Looking for a nine-letter word to sum up the beleaguered state of our current economic woes? Try austerity.
The theory that public spending must be cut in order to reduce debt and therefore create economic growth was made more popular with the publication of an influential 2010 study written by Harvard economists Kenneth Rogoff and Carmen Reinhart, Growth in a Time of Debt. The study has since been used by several political leaders, including House Budget Committee Chairman Paul Ryan, to support fiscally conservative austerity measures.
The only problem is that the report is incorrect, say University of Massachusetts–Amherst doctoral candidate Thomas Herndon, and economic professors Michael Ash and Robert Pollin, who authored their own study, Does High Public Debt Consistently Stifle Economic Growth? A Critique of Reinhart and Rogoff, which was published last month.
In a recent interview with Stephen Colbert, Herndon notes that he looked at Rogoff and Reinhart’s report for his term paper in order to learn the techniques one might use when conducting such an economic study, and was surprised to discover their findings didn’t add up.
“I tried to build the data myself from all the publicly available sources,” Herndon told Colbert, “but I just couldn’t replicate their negative average.”
“We found that these results were based on data errors and unsupportable statistical techniques,” Pollin and Ash, of UMass’ Political Economy Research Institute, write in the Financial Times.
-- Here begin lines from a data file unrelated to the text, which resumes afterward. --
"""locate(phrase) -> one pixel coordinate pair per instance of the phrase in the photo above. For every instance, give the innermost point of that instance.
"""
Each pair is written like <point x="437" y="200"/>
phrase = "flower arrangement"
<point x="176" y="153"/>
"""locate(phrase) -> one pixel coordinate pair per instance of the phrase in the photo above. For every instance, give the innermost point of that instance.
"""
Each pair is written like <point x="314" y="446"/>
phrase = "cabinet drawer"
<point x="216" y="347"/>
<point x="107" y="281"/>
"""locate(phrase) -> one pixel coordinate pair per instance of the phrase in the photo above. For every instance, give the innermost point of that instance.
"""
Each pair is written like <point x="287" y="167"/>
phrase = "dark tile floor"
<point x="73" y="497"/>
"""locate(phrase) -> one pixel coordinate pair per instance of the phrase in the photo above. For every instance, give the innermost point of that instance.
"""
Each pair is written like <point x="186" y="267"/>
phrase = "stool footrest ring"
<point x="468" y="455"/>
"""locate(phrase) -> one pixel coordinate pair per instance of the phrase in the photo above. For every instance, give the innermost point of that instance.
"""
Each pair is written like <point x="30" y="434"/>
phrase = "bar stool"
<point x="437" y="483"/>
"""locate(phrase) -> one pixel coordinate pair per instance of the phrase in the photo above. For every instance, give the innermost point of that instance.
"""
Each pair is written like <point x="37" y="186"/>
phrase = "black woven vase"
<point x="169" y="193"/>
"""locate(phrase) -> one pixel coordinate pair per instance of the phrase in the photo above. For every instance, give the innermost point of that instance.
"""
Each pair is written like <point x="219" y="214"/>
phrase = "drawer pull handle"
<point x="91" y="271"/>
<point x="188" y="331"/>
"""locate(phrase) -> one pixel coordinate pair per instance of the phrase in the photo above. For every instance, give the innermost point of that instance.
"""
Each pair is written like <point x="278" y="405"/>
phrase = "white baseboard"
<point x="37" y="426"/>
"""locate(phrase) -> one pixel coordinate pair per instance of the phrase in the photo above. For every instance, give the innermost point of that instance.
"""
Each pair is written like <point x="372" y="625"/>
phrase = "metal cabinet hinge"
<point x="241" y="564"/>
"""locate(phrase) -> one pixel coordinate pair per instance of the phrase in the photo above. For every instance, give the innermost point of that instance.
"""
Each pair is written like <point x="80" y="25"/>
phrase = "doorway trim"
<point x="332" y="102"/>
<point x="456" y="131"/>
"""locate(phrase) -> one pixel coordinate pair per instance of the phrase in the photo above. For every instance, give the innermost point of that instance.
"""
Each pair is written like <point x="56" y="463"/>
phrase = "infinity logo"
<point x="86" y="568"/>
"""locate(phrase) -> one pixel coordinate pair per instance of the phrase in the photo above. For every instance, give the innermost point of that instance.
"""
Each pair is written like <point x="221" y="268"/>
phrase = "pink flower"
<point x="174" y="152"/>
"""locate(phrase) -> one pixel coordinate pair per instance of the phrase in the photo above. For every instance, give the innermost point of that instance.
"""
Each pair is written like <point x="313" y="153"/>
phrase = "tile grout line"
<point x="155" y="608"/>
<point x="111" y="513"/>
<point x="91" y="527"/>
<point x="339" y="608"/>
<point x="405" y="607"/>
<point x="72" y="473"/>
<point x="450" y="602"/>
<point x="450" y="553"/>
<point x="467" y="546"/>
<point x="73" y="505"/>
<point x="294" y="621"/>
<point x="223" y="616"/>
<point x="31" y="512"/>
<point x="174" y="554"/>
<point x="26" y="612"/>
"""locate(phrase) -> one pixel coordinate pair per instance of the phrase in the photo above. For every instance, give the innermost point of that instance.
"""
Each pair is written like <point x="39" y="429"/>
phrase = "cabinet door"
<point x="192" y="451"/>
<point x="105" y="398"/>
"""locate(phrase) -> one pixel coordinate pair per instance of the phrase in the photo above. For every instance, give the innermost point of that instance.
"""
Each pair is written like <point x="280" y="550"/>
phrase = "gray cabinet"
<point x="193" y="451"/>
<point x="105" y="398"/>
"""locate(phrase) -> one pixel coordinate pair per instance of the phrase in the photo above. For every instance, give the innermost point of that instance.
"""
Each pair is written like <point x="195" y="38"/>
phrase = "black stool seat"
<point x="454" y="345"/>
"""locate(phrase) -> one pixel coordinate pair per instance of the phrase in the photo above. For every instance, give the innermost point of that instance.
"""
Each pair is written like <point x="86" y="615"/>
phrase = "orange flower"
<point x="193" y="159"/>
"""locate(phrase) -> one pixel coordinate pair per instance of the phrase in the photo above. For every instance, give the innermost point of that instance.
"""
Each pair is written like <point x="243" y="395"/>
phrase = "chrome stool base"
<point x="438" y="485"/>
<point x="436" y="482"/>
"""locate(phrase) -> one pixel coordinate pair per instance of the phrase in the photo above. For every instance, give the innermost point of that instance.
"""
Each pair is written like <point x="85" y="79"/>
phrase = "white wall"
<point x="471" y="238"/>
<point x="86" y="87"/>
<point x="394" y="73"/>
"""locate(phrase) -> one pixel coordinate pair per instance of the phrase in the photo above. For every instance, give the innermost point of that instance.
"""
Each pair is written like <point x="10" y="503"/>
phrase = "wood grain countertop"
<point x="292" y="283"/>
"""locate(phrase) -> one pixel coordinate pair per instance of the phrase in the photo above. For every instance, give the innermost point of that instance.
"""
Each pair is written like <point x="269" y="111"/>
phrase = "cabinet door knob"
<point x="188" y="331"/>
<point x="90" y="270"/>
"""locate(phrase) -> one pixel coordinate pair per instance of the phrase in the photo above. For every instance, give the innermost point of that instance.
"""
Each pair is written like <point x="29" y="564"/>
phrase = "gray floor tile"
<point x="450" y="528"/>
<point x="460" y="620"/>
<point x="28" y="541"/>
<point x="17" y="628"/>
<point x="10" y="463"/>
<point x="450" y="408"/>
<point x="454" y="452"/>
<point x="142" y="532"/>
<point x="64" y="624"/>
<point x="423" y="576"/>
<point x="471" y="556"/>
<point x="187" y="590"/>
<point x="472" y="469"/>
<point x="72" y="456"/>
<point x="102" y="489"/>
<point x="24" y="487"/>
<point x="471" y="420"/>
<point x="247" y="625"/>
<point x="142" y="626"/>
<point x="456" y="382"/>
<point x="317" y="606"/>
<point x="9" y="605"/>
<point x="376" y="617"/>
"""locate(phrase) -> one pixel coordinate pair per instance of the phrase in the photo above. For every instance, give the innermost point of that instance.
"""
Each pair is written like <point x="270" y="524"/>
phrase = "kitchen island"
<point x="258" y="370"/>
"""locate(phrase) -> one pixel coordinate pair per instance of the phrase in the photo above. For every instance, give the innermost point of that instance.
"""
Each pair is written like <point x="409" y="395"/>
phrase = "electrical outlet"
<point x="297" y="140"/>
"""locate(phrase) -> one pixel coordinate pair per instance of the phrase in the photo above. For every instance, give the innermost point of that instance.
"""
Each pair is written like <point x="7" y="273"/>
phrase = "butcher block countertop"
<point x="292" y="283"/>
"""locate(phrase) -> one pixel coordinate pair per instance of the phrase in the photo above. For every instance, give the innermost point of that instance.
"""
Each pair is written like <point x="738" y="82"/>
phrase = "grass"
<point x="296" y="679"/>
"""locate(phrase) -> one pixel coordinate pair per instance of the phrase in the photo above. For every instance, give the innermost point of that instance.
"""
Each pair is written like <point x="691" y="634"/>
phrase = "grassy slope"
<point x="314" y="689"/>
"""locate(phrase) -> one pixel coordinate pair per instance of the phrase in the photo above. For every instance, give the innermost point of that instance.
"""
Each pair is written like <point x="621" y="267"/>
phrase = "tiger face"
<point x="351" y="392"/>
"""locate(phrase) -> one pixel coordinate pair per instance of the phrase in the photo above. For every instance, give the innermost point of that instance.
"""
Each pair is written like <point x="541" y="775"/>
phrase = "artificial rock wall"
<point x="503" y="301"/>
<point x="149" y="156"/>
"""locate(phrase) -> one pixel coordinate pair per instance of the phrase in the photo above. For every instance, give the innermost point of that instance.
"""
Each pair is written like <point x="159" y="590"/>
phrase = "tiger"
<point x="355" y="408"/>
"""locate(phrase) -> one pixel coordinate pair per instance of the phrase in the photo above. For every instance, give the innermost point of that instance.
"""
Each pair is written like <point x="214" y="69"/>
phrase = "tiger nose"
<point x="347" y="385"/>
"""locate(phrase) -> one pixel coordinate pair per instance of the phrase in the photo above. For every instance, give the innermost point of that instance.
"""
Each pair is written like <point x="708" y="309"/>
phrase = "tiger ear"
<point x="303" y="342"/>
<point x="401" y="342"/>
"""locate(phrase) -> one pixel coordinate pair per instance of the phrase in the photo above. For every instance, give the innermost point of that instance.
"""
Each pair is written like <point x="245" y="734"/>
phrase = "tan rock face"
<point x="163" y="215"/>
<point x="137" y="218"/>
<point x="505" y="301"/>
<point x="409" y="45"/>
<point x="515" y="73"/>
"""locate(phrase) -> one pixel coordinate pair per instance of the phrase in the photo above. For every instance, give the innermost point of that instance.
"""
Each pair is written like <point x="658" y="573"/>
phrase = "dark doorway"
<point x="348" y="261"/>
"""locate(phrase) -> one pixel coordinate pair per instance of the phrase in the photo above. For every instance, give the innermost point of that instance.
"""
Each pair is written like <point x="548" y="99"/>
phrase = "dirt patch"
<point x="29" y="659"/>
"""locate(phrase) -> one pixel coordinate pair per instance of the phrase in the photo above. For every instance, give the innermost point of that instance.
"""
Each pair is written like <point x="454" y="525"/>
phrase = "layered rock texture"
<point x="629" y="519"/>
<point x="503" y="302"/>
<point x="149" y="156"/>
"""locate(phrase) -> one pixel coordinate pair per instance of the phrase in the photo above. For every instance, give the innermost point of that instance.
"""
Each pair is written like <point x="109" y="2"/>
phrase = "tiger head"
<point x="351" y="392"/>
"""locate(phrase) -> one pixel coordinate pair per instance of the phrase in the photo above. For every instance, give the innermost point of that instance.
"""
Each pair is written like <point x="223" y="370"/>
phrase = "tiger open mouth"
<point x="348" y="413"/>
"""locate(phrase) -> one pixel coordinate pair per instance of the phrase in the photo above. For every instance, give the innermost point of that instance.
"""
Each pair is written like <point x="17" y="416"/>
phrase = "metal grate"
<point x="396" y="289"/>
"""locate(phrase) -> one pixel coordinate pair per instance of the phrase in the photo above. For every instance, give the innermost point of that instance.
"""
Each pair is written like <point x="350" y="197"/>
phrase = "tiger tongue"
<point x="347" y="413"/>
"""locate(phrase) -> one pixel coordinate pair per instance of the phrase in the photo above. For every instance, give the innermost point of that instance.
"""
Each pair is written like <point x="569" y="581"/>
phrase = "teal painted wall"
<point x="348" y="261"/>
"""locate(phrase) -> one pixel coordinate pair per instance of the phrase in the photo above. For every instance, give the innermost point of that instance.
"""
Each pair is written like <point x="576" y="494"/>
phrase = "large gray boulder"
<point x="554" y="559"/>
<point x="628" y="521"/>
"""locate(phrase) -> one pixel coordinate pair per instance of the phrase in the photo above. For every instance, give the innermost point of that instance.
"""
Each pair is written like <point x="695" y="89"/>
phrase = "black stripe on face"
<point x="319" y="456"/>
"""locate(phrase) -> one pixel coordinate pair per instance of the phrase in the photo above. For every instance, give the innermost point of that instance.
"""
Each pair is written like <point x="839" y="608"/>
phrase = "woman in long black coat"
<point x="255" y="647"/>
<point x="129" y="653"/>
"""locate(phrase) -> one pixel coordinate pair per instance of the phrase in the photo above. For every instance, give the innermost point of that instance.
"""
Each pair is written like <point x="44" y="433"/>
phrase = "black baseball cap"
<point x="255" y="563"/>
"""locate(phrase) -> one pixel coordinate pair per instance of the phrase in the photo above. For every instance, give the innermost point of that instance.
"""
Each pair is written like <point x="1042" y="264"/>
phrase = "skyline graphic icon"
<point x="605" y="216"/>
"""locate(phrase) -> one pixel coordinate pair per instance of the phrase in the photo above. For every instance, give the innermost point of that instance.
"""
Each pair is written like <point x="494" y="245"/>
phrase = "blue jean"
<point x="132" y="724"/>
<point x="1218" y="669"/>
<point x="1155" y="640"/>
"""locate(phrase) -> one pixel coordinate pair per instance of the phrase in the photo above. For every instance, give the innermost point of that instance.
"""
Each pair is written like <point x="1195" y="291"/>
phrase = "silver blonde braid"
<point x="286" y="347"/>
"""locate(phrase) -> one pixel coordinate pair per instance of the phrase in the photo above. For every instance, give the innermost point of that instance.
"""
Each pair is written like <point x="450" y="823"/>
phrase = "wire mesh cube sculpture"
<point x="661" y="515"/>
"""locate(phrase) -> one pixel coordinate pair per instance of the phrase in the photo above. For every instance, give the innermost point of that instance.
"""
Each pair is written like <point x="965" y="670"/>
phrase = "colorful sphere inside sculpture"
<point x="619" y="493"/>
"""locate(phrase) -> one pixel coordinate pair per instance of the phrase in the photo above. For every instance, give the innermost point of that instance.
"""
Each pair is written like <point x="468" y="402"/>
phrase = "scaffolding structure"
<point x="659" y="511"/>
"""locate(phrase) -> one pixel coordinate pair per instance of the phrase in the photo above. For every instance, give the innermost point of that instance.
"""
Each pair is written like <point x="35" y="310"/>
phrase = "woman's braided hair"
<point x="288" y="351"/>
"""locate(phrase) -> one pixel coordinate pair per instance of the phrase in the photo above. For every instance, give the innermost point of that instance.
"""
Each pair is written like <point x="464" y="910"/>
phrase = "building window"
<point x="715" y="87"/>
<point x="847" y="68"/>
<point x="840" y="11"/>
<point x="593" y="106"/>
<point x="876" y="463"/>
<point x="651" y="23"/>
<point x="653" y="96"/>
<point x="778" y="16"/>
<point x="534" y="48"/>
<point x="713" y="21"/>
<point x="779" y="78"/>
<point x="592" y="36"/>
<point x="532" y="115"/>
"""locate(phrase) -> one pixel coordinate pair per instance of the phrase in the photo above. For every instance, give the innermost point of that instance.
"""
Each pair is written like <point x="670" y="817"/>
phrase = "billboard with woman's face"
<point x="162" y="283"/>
“We are not suggesting that governments should borrow and spend profligately,” the UMass professors continue. “But judicious deficit spending remains the single most effective tool we have to fight against mass unemployment caused by severe recessions. Recent research by Prof Reinhart and Prof Rogoff, along with all related arguments by austerity proponents, does nothing to contradict this fundamental point.”